Ernesto Piña: Luchando contra lenguas peludas
Por: Antonio Enrique González Rojas

Las dinámicas evolutivas de las lenguas, con todas sus diversas normas y registros, hacen de los idiomas, perennes hervideros de complejas dialécticas entre neologismos, jergas, formas dialectales, arcaísmos, modismos, préstamos foráneos, continuamente (re)connotados por circunstancias extralingüísticas, derivadas de las múltiples esferas de influencia sociohistórica, incidentes sobre los hablantes. De ahí que un hato de términos goza de dominio más populoso, mientras que otros permanecen como patrimonio de círculos reducidos.

Contrastadas quedan así la norma popular y la norma culta, ambas en todas sus variantes. Estigmatizadas son, por arbitrio consensuado como todo lo humano, las llamadas vulgaridades y/o “malas palabras”, integradas por interjecciones, términos, frases, despojadas de sus significados originarios.

Muchos ven el exceso de palabrotas en la jerga diaria del cubano, como síntoma de una decadencia en los sistemas de valores, donde la educación formal como básica manifestación del civismo, cede a la agresión verbal, a la invasión de los rediles individuales con tales fraseologías ofensivas.

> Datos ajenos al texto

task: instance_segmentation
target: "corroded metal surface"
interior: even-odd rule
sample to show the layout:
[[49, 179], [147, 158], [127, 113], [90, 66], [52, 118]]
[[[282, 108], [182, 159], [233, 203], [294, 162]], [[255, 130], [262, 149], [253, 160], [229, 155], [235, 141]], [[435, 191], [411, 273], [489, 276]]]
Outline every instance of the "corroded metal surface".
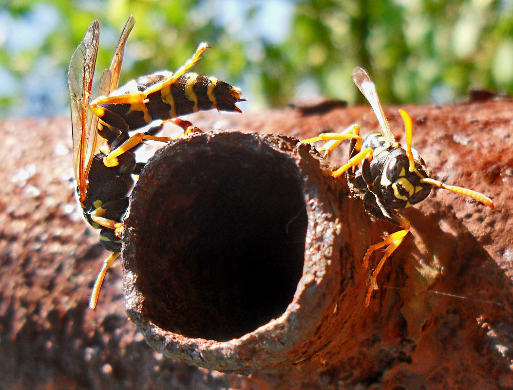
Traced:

Más allá del DEBER SER, el ES real de Cuba resulta en proliferación de las malas palabras y la normalización de su uso hasta en registros exclusivos. Véanse tales obscenidades como ruptura de la convivencia respetuosa entre paisanos, donde la libertad de cada uno termina donde inicia la del prójimo, quizás como rebelión del inconsciente contra normas instauradas a priori, sin real derecho a escoger entre su asunción o no, avizoradas en el horizonte nuevas jergas idiomáticas.

A tal perenne lucha entre el stablishment cívico-moral-lingüístico, concienzudamente consagrado a perpetuarse desde normas de conducta social, una y otra vez predicadas e inducidas a través de diversos canales comunicativos, desde la escuela hasta los medios masivos, con amplio énfasis en las bisoñas generaciones, apela el joven realizador cubano Ernesto Piña, con su cortometraje animado independiente “Sin pelos en la lengua” (2010), concebido desde una cáustica sátira a los estereotipadamente edulcorados programas televisivos de corte juvenil Made in Quédate conmigo o Conexión & Co., donde, desde un “desenfadado” y conciliador prisma moral, se enfocan temáticas afines a los adolescentes púberes, como son las relaciones de amistad y pareja, el primer beso, el primer amor, las relaciones con los padres, los estudios, los proyectos profesionales futuros, los hábitos de fumar y tomar, la (in)fidelidad, los gustos musicales y artísticos en general, la recreación, los hobbies; siempre con meros afanes divulgativos, promocionales e informativos. Poca o ninguna intención hay de polemizar a profundidad sobre áreas y escenarios problémicos y problemáticos.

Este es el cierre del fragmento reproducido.